Essentially, Matt Damon makes a plug for buying a Stella Artois chalice. As if the concept of a beer chalice isn’t silly enough, Damon says that when you buy the chalice, a portion of the proceeds go to his non-profit called Water.org. Specifically, he says that “If just 1 percent of you watching this buys a chalice, we can give clean water to 1 million people”.

Let’s run the numbers here. The chalice costs $13, and $3.13 of each purchase goes to Water.org. So the question is, what can $3 buy in the developing world? Can it really provide 5 years of clean water for an individual? This seemed a little far-fetched to me.

Turns out I wasn’t the only one curious to run the numbers. NPR lays out the work nicely, and the bottom line is that it takes more like $300 than $3. And the money doesn’t truly go to water, it goes towards the delivery of a water jug or the building of a well.

Numbers aside, I have a few other questions.

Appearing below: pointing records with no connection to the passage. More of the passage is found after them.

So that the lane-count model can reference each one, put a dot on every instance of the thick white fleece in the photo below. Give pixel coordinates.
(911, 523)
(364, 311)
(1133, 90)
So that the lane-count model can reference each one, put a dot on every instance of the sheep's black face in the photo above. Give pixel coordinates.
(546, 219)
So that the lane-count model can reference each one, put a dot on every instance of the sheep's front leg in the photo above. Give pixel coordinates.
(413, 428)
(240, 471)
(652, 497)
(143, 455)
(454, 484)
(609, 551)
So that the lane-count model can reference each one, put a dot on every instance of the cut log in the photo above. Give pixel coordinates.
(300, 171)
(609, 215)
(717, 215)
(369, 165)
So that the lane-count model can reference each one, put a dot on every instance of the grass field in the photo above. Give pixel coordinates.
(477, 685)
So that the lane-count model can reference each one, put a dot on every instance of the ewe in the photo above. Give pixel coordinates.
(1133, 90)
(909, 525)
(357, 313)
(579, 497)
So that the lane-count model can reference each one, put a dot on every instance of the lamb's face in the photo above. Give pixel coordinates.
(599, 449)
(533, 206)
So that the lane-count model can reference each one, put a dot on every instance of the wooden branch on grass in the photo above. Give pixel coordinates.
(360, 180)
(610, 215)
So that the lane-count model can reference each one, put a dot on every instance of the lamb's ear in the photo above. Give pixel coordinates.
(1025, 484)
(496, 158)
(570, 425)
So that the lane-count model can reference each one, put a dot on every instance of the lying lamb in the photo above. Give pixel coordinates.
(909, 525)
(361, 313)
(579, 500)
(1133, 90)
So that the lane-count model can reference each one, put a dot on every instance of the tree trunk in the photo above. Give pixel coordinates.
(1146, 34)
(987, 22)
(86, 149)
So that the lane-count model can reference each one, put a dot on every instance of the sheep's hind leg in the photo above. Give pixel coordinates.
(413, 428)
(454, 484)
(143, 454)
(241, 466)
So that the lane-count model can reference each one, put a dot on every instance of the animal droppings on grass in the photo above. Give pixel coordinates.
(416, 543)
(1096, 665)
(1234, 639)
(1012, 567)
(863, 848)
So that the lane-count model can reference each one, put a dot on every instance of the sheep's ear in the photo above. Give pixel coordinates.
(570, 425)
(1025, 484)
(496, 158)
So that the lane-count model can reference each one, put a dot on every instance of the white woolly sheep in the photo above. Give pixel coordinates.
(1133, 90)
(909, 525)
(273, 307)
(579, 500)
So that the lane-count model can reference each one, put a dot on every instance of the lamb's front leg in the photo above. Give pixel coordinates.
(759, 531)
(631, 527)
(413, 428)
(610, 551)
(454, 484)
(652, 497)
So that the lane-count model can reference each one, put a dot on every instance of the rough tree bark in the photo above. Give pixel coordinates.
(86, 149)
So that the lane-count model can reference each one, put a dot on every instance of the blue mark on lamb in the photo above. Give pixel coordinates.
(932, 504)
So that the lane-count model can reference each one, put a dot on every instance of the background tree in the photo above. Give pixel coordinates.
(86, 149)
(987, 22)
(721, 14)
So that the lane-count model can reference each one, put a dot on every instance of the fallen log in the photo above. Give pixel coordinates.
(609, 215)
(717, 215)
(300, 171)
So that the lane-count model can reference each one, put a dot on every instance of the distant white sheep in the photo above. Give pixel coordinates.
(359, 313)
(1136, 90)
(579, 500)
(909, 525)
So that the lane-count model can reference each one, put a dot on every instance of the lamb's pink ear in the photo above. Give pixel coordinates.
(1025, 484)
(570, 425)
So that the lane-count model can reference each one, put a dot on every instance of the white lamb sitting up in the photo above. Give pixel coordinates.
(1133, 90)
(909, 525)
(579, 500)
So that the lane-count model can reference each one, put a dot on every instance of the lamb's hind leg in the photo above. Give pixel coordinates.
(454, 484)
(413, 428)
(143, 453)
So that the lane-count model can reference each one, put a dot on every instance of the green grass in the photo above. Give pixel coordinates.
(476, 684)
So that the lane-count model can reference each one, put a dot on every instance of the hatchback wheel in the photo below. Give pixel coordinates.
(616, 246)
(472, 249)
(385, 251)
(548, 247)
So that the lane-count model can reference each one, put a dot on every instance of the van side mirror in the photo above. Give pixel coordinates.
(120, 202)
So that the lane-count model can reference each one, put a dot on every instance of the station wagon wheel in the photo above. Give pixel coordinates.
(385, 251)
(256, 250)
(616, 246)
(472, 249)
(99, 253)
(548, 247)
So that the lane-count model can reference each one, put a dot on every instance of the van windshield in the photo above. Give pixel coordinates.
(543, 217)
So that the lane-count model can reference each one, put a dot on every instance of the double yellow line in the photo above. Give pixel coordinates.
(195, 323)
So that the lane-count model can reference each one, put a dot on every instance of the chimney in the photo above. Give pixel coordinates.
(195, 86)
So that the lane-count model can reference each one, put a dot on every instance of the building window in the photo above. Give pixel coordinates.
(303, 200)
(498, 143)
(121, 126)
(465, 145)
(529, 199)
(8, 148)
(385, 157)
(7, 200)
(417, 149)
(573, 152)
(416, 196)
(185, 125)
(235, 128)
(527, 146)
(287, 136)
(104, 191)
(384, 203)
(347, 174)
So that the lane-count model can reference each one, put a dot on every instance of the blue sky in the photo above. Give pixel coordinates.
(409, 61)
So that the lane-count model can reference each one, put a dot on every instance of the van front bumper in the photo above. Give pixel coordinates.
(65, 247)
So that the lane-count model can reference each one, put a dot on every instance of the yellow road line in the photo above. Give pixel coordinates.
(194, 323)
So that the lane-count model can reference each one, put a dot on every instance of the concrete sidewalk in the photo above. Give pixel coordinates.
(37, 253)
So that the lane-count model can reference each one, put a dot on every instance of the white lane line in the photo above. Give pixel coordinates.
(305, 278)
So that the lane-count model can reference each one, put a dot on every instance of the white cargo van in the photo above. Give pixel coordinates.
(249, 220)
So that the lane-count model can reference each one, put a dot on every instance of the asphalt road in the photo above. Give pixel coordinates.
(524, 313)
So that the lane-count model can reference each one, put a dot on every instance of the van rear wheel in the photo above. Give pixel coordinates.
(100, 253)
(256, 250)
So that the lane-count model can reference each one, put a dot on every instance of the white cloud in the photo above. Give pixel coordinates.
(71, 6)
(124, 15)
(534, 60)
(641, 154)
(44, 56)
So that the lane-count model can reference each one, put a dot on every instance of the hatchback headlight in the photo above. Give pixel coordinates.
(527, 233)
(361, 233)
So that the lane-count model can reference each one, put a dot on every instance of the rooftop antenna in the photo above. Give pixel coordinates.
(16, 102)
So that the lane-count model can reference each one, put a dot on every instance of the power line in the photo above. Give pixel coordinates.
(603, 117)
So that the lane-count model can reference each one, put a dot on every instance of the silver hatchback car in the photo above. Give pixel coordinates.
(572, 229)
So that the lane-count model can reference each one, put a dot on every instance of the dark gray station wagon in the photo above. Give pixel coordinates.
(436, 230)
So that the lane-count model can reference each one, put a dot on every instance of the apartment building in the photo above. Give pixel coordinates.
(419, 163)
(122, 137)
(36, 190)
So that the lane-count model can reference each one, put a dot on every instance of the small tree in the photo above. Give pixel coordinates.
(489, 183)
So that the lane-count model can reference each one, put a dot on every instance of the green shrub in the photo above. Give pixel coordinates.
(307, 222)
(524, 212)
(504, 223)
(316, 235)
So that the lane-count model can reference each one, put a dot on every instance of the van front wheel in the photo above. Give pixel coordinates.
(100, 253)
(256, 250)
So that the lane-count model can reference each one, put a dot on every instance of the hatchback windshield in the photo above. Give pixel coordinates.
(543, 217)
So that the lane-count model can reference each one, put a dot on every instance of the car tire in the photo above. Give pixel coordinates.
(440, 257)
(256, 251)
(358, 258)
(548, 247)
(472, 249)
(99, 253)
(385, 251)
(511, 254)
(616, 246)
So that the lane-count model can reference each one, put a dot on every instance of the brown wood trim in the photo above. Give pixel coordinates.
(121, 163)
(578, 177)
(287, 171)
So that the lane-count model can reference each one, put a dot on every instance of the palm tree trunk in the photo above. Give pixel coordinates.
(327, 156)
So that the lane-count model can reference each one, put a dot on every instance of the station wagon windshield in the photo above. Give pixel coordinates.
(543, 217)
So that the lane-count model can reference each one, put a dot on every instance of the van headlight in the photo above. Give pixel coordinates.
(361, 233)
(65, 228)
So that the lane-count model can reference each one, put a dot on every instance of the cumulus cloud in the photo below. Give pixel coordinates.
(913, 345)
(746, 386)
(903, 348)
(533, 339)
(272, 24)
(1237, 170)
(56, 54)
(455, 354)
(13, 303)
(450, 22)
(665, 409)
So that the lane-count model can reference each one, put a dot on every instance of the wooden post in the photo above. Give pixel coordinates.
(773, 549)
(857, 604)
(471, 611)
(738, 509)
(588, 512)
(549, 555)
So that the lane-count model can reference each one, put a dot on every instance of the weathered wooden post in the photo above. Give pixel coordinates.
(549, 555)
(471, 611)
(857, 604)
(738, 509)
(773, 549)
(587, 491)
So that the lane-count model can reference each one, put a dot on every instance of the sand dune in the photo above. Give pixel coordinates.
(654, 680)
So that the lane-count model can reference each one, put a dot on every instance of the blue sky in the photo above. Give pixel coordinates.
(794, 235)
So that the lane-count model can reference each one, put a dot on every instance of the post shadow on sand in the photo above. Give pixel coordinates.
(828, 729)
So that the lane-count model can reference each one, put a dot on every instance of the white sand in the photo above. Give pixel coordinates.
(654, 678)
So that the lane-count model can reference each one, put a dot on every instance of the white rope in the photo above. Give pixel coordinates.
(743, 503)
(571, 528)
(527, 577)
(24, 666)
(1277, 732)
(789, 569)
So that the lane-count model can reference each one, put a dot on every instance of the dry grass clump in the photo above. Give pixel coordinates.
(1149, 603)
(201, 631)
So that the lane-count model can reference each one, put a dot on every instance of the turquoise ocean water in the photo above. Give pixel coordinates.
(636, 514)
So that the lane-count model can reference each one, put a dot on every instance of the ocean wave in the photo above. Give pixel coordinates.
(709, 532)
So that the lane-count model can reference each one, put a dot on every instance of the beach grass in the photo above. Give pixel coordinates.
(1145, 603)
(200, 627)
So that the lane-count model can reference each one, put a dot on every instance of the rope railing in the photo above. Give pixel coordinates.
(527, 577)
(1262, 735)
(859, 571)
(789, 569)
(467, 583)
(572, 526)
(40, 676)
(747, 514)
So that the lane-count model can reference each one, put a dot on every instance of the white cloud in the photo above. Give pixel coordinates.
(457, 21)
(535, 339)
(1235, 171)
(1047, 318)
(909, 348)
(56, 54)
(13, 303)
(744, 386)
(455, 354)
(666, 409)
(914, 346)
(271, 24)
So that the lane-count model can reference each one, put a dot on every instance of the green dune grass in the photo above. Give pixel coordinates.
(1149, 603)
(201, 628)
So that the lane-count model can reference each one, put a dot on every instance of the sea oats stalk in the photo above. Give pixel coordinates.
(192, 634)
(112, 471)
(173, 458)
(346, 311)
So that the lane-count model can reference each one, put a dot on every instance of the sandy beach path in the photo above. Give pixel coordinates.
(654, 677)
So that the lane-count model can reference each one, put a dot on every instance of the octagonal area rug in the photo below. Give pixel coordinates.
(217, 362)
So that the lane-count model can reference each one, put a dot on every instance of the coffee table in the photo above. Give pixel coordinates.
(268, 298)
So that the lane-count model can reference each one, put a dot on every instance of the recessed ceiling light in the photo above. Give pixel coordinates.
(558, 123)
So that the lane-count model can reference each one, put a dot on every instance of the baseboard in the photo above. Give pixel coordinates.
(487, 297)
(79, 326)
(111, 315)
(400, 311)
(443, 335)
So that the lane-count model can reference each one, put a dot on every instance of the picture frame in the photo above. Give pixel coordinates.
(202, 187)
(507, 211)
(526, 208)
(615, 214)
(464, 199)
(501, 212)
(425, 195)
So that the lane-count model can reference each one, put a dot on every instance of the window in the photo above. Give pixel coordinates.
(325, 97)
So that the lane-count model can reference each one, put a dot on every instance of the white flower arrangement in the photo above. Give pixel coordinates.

Like why did Stella Artois pay ~$5 million dollars for 30 seconds of air time? Could they have just donated that money to Water.org directly? What’s Stella’s piece in all of this? For one, they are going to get press and business the ad, possibly more than Water.org is. They are also evoking some sense of corporate social responsibility. But is this really a good match? A beer company promoting clean drinking water?

In my bioethics class, we’ve been talking about these types of partnerships and how problematic they are. Frankly, Stella has no place in promoting global health like this. It pretty much goes against their entire foundation. But the real blame falls on Water.org – by partnering with entities like Stella, they are undermining their credibility and mission as an organization dedicated to improving health through access to water.

This pains me. And it was immediately so apparent to me as the commercial was wrapping up.

To leave you with a final kicker – a quick trip to Water.org’s website reveals that they ALSO partner with PepsiCo. Just like beer, soda giants have no place in water initiatives.

Matt Damon, I think you can do better.